Doubt the bed itself died. Could be the wire or the mosfet…

Did you check with your hand to ensure its the bed that’s the issue not the thermistor? If it’s the thermistor and the bed feels hot it’s likely to burn your house down if it’s a cheap Chinese kit.

FYI, IR temps guns don’t read accurately on a lot of surfaces… bare aluminum or glass for example. Should read fine on plastic or blue tape.

@Griffin_Paquette I really hope it’s not a mosfet. That won’t be as easy or cheap to fix.

Or the wiring or connectors melted, and it’s moments away from catching fire. This is why most good firmwares have implemented thermal runaway protection that halts the print.

@Kevin_Danger_Powers if it is shoot me a hangouts message. I can repair/replace even surface mount ones fairly easily.

Would love to see what you are printing. :grin:

@Griffin_Paquette ok, if I have any questions I’ll let you know. Thanks.

Ok so I just did a little poking around and found out that BOTH wires from the heated bed broke off… -.- that’s annoying. I can’t really see back there but I’m guessing I can just solder them back on. The part I’m most annoyed about is the fact that now I’m going to have to relevel my bed. God that is a pain in the ass. Lol. But I have a much better understanding of how to do it now so it shouldn’t be too bad.

@Paul_de_Groot check out my previous post. I have a bunch of pics showing it’s progress.

You also need to dig into your firmware and see why the print didn’t stop… Marlin has a safety feature that if it can’t maintain the correct temperature (outside of an acceptable range) then it will shut down with a #MINTEMP or #MAXTEMP error. Why that is disabled is beyond me, as it prevents your house from burning down if the thermistor fails.

@William_Steele I have no idea how to access the firmware for this thing.

@Kevin_Danger_Powers fatigue failure.

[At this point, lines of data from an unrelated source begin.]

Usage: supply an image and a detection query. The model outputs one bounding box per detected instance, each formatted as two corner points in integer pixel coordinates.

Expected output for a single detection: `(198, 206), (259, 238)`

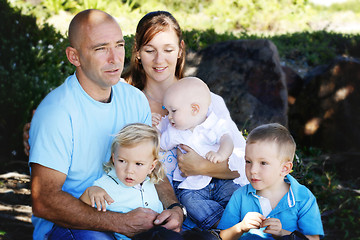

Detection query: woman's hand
(177, 144), (240, 179)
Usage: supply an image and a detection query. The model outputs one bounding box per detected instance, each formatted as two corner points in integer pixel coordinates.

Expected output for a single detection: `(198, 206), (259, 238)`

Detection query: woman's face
(138, 29), (181, 85)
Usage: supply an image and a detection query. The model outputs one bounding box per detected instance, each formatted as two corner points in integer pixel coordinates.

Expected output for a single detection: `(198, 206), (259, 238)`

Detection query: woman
(124, 11), (246, 185)
(24, 11), (247, 229)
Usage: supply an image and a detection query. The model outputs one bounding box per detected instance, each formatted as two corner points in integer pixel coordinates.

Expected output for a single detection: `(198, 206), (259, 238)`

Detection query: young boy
(160, 77), (248, 229)
(218, 123), (324, 240)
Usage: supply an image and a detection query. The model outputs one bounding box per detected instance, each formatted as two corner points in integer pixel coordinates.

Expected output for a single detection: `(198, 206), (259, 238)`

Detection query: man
(29, 10), (183, 239)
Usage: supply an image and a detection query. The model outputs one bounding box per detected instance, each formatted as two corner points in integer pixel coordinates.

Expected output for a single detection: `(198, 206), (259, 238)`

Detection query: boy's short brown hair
(246, 123), (296, 162)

Solder breaks if you repeatedly put it under stress. You need some kind of strain relief to get the bending away from the solder joint. And upgrade to flex rated wiring.

This is why I hate i3 type printers… big, high-current wiring in a flex cycle application? It’s a recipe for failure and has a pretty good chance of causing a fire.

Mintemp/maxtemp errors apply to the hotend, not the bed. Many printers don’t have a heated bed…

Hotend meltdowns have been the cause of several fires (don’t leave the printer unattended, including sleeping), but I haven’t been able to find mention of one from an overheated bed. While possible most beds are power limited, just not enough juice in the supplies to get them that hot

Absolutely wrong. Most hotends operate at 40 watts. Most beds operate at 150-200 watts. Since a lot of old printers are 12v that means 13-18 amps. This is more than most household appliances.
The bed itself might not get hot enough to burn, but every wire, mosfet, and connector in its path is more than capable of catching fire.

Heatbed connectors burn up all the time.